Inter, Keita e il razzismo: “Koulibaly mio fratello, il calcio è gioia non dolore e insulti”
Keita Balde, migliore giocatore in campo ad Empoli nel post partita in cui ha segnato il gol decisivo, ha voluto ribadire un concetto chiaro e forte sul tema del momento, il razzismo. Imbeccato dal giornalista di Sky, l'esterno senegalese non si è tirato indietro di fronte alla domanda sugli insulti provenuti da San Siro in occasione di Inter-Napoli e che hanno obbligato oggi la squadra a giocare senza i propri tifosi al seguito.

"Il calcio è gioia, è godere. Non è uccidere o insultare". Un pensiero semplice quanto diretto, senza fronzoli che ribadisce ciò che il giocatore nerazzurro aveva già espresso via social subito dopo i fatti di Milano per sostenere il proprio connazionale, amico e compagno di Nazionale Koulibaly insultato dagli ultrà interisti.

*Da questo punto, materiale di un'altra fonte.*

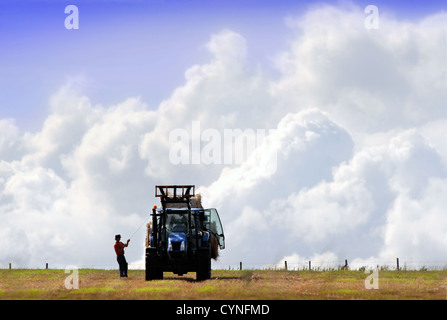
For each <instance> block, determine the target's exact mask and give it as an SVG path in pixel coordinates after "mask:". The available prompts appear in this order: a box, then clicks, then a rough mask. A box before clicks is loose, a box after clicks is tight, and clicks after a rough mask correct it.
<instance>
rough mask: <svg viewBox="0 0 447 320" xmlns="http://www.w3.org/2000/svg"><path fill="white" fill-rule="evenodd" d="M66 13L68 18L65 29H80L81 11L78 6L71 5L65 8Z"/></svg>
mask: <svg viewBox="0 0 447 320" xmlns="http://www.w3.org/2000/svg"><path fill="white" fill-rule="evenodd" d="M65 13H67V14H68V16H67V17H66V18H65V22H64V25H65V29H67V30H71V29H76V30H77V29H79V9H78V7H77V6H75V5H73V4H71V5H68V6H66V7H65Z"/></svg>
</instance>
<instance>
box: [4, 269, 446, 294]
mask: <svg viewBox="0 0 447 320" xmlns="http://www.w3.org/2000/svg"><path fill="white" fill-rule="evenodd" d="M368 275H369V274H368V273H365V272H364V271H349V270H346V271H345V270H334V271H274V270H270V271H269V270H253V271H248V270H246V271H244V270H243V271H224V270H213V272H212V279H211V280H207V281H203V282H197V281H195V280H194V279H195V274H194V273H191V274H187V275H184V276H182V277H178V276H176V275H174V274H172V273H165V274H164V277H165V279H164V280H157V281H150V282H146V281H145V280H144V271H143V270H129V277H128V278H120V277H119V276H118V271H117V270H98V269H80V270H79V289H71V290H68V289H66V288H65V279H66V277H67V276H68V274H66V273H65V271H64V270H56V269H54V270H53V269H49V270H38V269H12V270H8V269H2V270H0V299H7V300H16V299H56V300H61V299H62V300H66V299H68V300H71V299H165V300H168V299H176V300H177V299H187V300H190V299H191V300H193V299H194V300H195V299H217V300H222V299H228V300H232V299H243V300H255V299H267V300H272V299H275V300H276V299H280V300H288V299H367V300H370V299H372V300H377V299H380V300H381V299H422V300H425V299H430V300H432V299H436V300H446V298H447V289H446V285H447V271H445V270H443V271H386V270H385V271H379V274H378V276H379V277H378V279H379V288H378V289H376V290H375V289H370V290H367V289H365V279H366V277H367V276H368Z"/></svg>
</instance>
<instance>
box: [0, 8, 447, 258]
mask: <svg viewBox="0 0 447 320" xmlns="http://www.w3.org/2000/svg"><path fill="white" fill-rule="evenodd" d="M357 9H358V8H356V7H355V6H351V7H349V8H341V7H338V8H337V7H332V6H323V7H316V8H314V9H312V10H309V11H308V12H307V13H306V14H304V15H303V16H300V17H298V18H297V19H292V18H291V19H290V20H289V24H290V26H291V28H292V29H293V30H291V33H294V32H296V37H295V38H294V39H293V41H292V42H291V45H290V47H289V48H286V49H284V48H279V49H278V51H283V53H282V54H280V55H279V56H278V59H277V65H278V66H279V71H280V76H279V78H276V79H269V78H268V77H267V76H266V75H265V74H263V73H262V70H261V71H260V70H255V71H253V70H252V69H250V68H249V67H247V65H248V63H247V59H248V58H249V56H248V50H247V46H249V45H250V43H249V41H248V40H247V39H245V38H244V37H243V36H242V35H241V34H238V33H237V32H235V31H231V30H224V31H222V32H220V33H216V34H214V35H212V36H211V39H210V41H209V42H208V44H207V45H206V48H207V49H208V50H209V51H210V53H211V54H212V58H211V60H210V61H209V62H208V63H203V64H200V65H199V64H198V65H194V66H192V67H191V68H189V69H188V70H186V72H185V82H184V84H183V85H181V86H179V87H178V88H176V89H175V90H173V92H172V94H171V96H169V97H167V98H166V100H164V101H162V102H161V103H160V105H159V106H158V108H155V109H153V110H150V109H149V108H148V106H147V105H146V104H145V103H144V102H143V101H141V99H140V98H138V97H132V98H128V99H126V100H124V101H122V102H120V103H117V104H116V105H111V106H102V105H93V104H92V102H91V101H90V99H89V98H88V97H85V96H83V95H82V94H81V93H80V92H78V91H77V90H76V89H75V86H74V85H73V84H70V85H67V86H63V87H62V88H61V89H60V90H59V91H58V92H56V93H55V94H54V95H53V96H52V97H51V99H50V110H49V114H48V116H47V118H46V120H45V121H44V123H43V124H42V128H41V130H39V131H38V132H34V133H33V132H26V133H22V132H21V131H20V128H18V127H17V126H16V125H15V123H14V121H13V120H9V119H4V120H0V154H1V160H0V219H1V220H2V221H3V223H2V224H1V225H0V232H1V233H2V234H3V235H4V236H5V237H6V238H7V239H8V241H9V243H11V244H13V245H11V246H8V247H7V248H6V249H5V250H4V254H3V255H2V258H0V262H2V263H7V262H9V261H16V262H17V263H19V264H23V265H24V266H33V265H42V264H43V263H45V262H46V261H41V260H42V259H48V260H50V261H49V262H51V261H54V263H57V264H59V265H62V266H63V265H64V264H65V265H68V264H78V265H81V266H84V265H87V266H89V265H97V266H104V265H112V266H113V265H115V263H116V262H115V260H114V256H113V251H112V250H113V249H112V245H113V240H111V239H112V236H113V235H114V234H115V233H121V234H123V237H124V238H125V237H126V235H128V236H130V235H131V234H132V233H133V232H134V231H135V229H136V228H137V227H138V226H139V225H140V224H141V223H143V222H144V219H146V218H148V215H149V209H150V208H151V207H152V205H154V204H156V203H154V201H155V199H154V197H153V190H154V185H155V184H159V183H162V184H171V183H173V184H174V183H175V184H180V183H193V184H195V185H196V186H199V188H198V190H199V191H200V192H202V193H203V195H204V199H203V201H204V204H205V206H212V207H217V209H218V210H219V212H220V213H221V219H222V221H223V223H224V230H225V231H226V240H227V249H226V251H225V252H224V253H223V254H222V256H221V261H220V262H219V263H223V264H225V263H228V264H233V263H235V262H238V261H244V260H245V261H248V262H250V261H251V262H254V261H256V262H260V263H262V264H268V263H277V262H278V261H282V260H284V259H286V260H288V261H290V263H300V261H301V260H304V261H307V260H315V261H320V262H321V263H323V262H324V261H325V260H326V261H329V260H330V261H336V260H337V261H340V260H341V261H343V260H344V259H345V258H351V257H352V259H353V260H354V259H356V260H354V261H358V262H359V263H361V262H364V261H366V260H369V259H373V258H374V259H378V260H387V261H388V260H389V259H394V258H395V257H397V256H402V257H404V256H405V257H411V258H413V259H434V260H436V259H438V258H439V257H441V256H443V255H444V254H445V253H446V252H445V249H444V248H446V241H447V240H446V238H445V236H444V232H443V230H442V226H443V223H442V222H443V221H444V220H445V219H444V214H443V211H444V209H445V204H444V203H443V202H442V199H445V196H446V194H445V193H446V191H447V189H446V188H445V187H444V185H445V182H446V179H447V176H446V170H447V168H446V164H447V161H446V160H447V144H446V143H445V139H443V132H444V128H445V117H446V115H447V114H446V113H445V105H444V104H445V101H447V99H446V98H447V96H446V93H445V92H447V90H445V89H446V87H447V82H446V81H447V80H446V78H445V74H446V72H445V68H446V65H445V63H444V60H443V57H444V51H445V48H444V51H443V48H442V47H438V46H437V45H436V44H437V43H439V41H440V40H442V39H443V35H444V33H445V32H446V28H447V26H446V23H445V21H446V19H445V14H440V15H437V16H432V17H427V18H426V19H424V20H422V21H420V22H415V23H410V22H401V21H397V20H393V19H391V18H389V17H383V19H382V18H381V24H380V28H379V30H376V31H372V30H366V29H365V28H364V27H363V21H364V13H363V10H357ZM321 21H324V23H321ZM193 121H200V125H201V129H202V131H203V130H206V129H210V128H211V129H215V130H216V131H217V132H220V133H222V132H223V130H224V129H242V130H243V129H247V128H248V129H265V130H266V131H267V132H268V134H267V135H266V138H265V139H264V141H263V142H264V143H263V144H260V145H258V146H257V149H256V151H255V154H257V155H262V156H263V157H258V159H264V162H262V161H261V162H256V161H252V160H253V159H252V158H251V159H249V160H247V161H244V162H243V163H242V164H232V165H225V164H218V165H213V164H211V165H210V164H204V163H200V164H194V165H192V164H189V165H174V164H173V163H171V162H170V161H169V150H170V148H171V147H172V146H173V142H172V141H171V142H170V141H169V134H170V132H172V130H174V129H179V128H180V129H185V130H186V131H187V132H188V133H189V134H190V138H191V139H200V137H198V136H193V132H192V131H191V130H192V128H191V127H192V123H193ZM269 129H275V130H272V131H268V130H269ZM199 134H200V133H199ZM188 147H189V145H188ZM228 147H229V146H228V145H224V146H223V148H228ZM224 150H225V149H224ZM272 159H274V160H275V161H274V164H275V166H271V164H272V162H271V161H270V160H272ZM266 160H269V161H266ZM143 240H144V232H140V233H139V234H138V235H137V236H136V238H135V239H133V240H132V242H131V243H132V245H133V246H132V245H131V246H130V247H129V248H128V250H127V252H128V260H129V261H135V260H139V259H140V258H141V255H142V252H143ZM42 252H44V254H43V256H42ZM304 257H305V258H304ZM281 259H282V260H281Z"/></svg>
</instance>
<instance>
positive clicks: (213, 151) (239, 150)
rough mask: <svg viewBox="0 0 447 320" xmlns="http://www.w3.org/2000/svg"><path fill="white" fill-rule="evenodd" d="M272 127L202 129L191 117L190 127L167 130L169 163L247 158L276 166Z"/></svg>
mask: <svg viewBox="0 0 447 320" xmlns="http://www.w3.org/2000/svg"><path fill="white" fill-rule="evenodd" d="M275 132H276V130H275V129H269V130H266V129H256V130H255V129H244V130H242V129H224V130H223V131H219V130H217V129H213V128H208V129H205V130H203V131H202V130H201V126H200V121H193V122H192V124H191V131H190V132H188V131H187V130H186V129H183V128H177V129H174V130H172V131H171V132H170V133H169V141H170V142H171V143H173V144H172V146H171V148H170V150H169V161H170V162H171V163H172V164H175V165H178V164H204V165H210V164H224V165H232V164H242V163H244V162H250V161H252V163H254V164H256V165H262V166H264V167H268V168H269V169H271V170H276V166H277V156H276V149H275V146H273V143H272V141H271V139H272V137H273V136H274V134H275Z"/></svg>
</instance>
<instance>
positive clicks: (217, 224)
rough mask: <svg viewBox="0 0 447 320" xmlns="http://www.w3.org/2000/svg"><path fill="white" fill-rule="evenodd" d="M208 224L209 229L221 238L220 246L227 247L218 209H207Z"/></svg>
mask: <svg viewBox="0 0 447 320" xmlns="http://www.w3.org/2000/svg"><path fill="white" fill-rule="evenodd" d="M205 217H206V221H207V223H206V225H207V228H208V230H209V231H211V232H213V233H214V234H215V235H216V236H217V239H218V240H219V246H220V248H221V249H225V235H224V233H223V228H222V224H221V223H220V218H219V214H218V213H217V210H216V209H214V208H212V209H205Z"/></svg>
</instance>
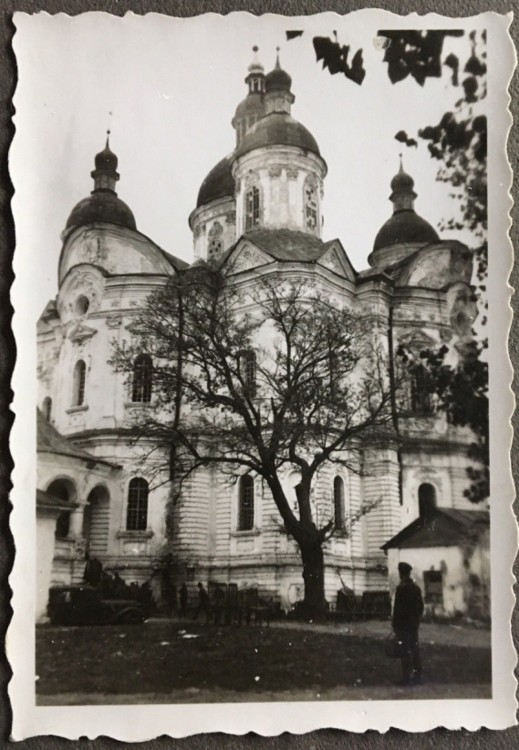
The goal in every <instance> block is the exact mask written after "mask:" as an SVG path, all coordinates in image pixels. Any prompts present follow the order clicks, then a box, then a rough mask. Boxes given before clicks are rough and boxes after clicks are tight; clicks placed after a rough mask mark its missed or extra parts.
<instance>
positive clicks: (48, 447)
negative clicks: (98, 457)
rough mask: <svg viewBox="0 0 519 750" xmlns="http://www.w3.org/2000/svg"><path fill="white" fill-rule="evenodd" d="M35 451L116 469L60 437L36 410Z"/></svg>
mask: <svg viewBox="0 0 519 750" xmlns="http://www.w3.org/2000/svg"><path fill="white" fill-rule="evenodd" d="M37 415H38V422H37V448H36V449H37V451H38V453H56V454H58V455H60V456H70V457H71V458H79V459H80V460H82V461H86V462H88V463H96V464H105V465H106V466H112V467H114V468H116V465H115V464H112V463H110V462H109V461H105V460H104V459H102V458H98V457H97V456H94V455H92V454H91V453H88V452H87V451H85V450H83V448H80V447H79V445H76V444H75V443H73V442H72V441H71V440H68V438H66V437H64V436H63V435H61V434H60V433H59V432H58V431H57V430H56V428H55V427H53V426H52V425H51V424H50V422H47V420H46V419H45V417H44V416H43V414H42V413H41V411H40V410H39V409H37Z"/></svg>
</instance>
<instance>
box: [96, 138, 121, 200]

Il no al razzismo, alla violenza, agli insulti
Per Keita la determinazione è anche nelle parole oltre che negli 80 minuti visti in campo. E quando si toccano alcuni temi come quello della violenza e del razzismo, il senegalese è in prima linea: "Non è concepibile al giorno d'oggi vedere ancora persone che insultano per il colore della pelle. Io ho parlato a Koulibaly che è mio fratello, gioco insieme in nazionale. Gli ho già detto in via personale ciò che penso. Ribadisco però una cosa: il calcio dev'essere gioia, divertimento, un piacere soprattutto per i bambini. Non si può uccidere, insultare, dobbiamo migliorarci tutti per costruire un mondo migliore, dandoci una calmata e riflettendo".
Keita, man of the match
Poi, la partita. Prima vittoria esterna dopo 4 uscite senza successi, l'ultima del 2018 che ha consacrato l'Inter terza forza del campionato, di rimonta a ridosso del Napoli: "Era una gara fondamentale, abbiamo vinto una gara che dovevamo vincere. Il mio gol? Io da me stesso pretendo sempre il massimo, sono esigente. Poi quando segno, faccio assist, la squadra gioca, si diverte e vinciamo, allora tutto diventa perfetto".